21 Mars, 2017, 00:35 | Auteur: Edgar Lajoie
  • Si la Turquie du président Erdogan compte rétablir la peine de mort alors il devra renoncer à adhérer à l'Union européenne

Le ministre allemand a clairement indiqué que les interventions d'hommes politiques turcs en Allemagne - dans l'optique du référendum constitutionnel turc du 16 avril - ne seraient tolérées que si les "comparaisons choquantes et les reproches absurdes" cessent. "En particulier Merkel", a déclaré Recep Tayyip Erdogan dans un discours télévisé.

Le président turc Recep Tayyip Erdogan s'en est pris personnellement hier à la chancelière allemande Angela Merkel, l'accusant de pratiques " nazies", la tension entre les deux pays reprenant de plus belle.

"Nous sommes tolérants mais nous ne sommes pas des imbéciles", lui a répliqué le chef de la diplomatie allemande Sigmar Gabriel dans le quotidien allemand Passauer Neue Presse à paraître lundi. Ayant aussi empêché la venue de ministres turcs, le gouvernement néerlandais a été l'objet d'accusations similaires.

L'Allemagne est un vrai enjeu pour le président turc: elle héberge la plus importante diaspora turque au monde, dont 1,4 million de personnes inscrites sur les listes électorales consulaires.

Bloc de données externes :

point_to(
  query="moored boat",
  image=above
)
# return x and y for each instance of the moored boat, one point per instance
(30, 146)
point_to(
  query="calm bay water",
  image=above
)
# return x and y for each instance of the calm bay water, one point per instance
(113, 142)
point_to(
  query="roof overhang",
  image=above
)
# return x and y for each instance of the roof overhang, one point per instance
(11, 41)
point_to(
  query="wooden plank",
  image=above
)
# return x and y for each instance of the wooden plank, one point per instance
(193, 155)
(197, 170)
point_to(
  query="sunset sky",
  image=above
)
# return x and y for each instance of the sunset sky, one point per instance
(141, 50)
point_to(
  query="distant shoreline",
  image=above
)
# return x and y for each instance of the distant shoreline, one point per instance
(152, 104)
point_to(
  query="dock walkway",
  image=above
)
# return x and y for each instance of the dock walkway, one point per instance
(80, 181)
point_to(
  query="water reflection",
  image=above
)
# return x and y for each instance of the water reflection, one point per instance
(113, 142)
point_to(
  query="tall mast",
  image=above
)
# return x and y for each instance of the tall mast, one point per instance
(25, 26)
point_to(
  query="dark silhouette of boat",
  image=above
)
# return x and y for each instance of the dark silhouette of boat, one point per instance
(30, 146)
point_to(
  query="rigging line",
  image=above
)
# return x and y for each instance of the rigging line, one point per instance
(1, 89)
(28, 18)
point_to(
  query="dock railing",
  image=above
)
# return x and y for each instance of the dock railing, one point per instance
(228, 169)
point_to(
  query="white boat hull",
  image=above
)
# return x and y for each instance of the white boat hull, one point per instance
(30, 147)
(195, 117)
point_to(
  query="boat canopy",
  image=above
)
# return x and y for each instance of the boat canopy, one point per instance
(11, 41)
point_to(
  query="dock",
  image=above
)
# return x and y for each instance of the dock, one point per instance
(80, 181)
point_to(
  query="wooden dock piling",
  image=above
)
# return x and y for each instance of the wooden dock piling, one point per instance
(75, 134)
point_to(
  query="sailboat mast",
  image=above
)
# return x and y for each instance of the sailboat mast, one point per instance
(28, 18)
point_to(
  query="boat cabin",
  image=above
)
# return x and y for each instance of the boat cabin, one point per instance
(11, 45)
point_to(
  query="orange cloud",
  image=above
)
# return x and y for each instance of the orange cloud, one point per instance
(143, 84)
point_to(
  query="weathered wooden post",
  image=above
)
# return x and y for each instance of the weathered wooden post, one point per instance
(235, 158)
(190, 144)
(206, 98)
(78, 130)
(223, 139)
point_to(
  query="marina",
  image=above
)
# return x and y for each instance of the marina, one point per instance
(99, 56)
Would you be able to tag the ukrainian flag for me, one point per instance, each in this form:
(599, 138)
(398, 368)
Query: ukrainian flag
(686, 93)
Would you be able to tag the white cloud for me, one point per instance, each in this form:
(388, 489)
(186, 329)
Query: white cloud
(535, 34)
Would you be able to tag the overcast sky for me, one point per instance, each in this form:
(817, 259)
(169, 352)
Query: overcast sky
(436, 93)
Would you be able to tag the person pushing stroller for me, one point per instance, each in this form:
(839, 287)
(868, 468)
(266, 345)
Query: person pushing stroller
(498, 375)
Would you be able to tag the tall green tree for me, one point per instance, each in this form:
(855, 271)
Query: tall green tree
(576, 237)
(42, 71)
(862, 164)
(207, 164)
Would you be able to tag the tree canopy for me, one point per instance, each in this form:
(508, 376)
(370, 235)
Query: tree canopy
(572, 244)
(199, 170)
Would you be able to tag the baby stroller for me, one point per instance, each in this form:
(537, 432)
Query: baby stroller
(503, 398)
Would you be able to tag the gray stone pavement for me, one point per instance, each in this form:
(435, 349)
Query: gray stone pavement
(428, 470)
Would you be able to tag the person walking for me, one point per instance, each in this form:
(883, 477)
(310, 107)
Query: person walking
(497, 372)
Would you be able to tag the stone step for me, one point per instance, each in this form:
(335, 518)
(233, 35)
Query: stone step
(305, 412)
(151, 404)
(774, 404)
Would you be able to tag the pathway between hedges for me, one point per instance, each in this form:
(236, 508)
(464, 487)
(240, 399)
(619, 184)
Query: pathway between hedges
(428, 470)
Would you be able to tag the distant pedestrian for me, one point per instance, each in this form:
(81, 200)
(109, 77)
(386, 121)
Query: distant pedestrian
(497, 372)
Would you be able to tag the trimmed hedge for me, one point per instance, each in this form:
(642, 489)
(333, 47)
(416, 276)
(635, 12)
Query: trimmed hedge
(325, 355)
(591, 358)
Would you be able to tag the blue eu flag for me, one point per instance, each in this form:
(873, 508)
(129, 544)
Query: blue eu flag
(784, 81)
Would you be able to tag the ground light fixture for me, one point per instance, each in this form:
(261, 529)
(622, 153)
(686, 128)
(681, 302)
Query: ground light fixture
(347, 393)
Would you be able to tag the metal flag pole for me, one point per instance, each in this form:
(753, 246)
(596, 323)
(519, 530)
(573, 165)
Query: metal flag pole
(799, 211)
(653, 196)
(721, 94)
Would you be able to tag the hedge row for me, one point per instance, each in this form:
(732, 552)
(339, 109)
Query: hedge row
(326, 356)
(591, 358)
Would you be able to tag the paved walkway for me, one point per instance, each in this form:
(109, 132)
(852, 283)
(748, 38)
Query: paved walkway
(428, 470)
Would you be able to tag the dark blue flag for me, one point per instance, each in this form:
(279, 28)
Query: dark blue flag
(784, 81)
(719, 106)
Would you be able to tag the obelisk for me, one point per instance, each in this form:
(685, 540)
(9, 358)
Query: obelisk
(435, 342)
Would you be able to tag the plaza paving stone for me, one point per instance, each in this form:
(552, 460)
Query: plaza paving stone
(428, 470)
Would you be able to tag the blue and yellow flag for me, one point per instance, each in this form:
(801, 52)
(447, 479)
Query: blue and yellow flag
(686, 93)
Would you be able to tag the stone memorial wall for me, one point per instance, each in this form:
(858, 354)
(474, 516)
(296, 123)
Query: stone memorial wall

Pour autant, Berlin, tout en accusant les responsables turcs d'avoir "franchi une limite" avec la mention du nazisme, fait tout pour éviter un affrontement direct.

POLEMIQUE Berlin a fermement condamné les propos du président turc Erdogan qui avait qualifié, ce dimanche, l'interdiction de réunions électorales pro-Erdogan de " pratiques nazies "...

La Turquie a aussi convoqué dimanche l'ambassadeur d'Allemagne pour protester au lendemain d'une manifestation de Kurdes à Francfort lors de laquelle des drapeaux des combattants kurdes ont été brandis, évoquant un " scandale ".

Le prédicateur exilé aux Etats-Unis Fethullah Gülen, à la tête d'un vaste réseau d'écoles, d'entreprises et d'ONG, est accusé par les autorités turques d'avoir ourdi la tentative de putsch du 15 juillet 2016. "M. Erdogan a jeté de l'huile sur le feu samedi en déclarant s'attendre à ce que le Parlement vote, après le référendum du 16 avril, le retour de la peine capitale, abolie en 2004 dans le cadre de la candidature d'Ankara à l'entrée dans l'UE". "C'est une honte", a déclaré le président de la Commission européenne, Jean-Claude Juncker.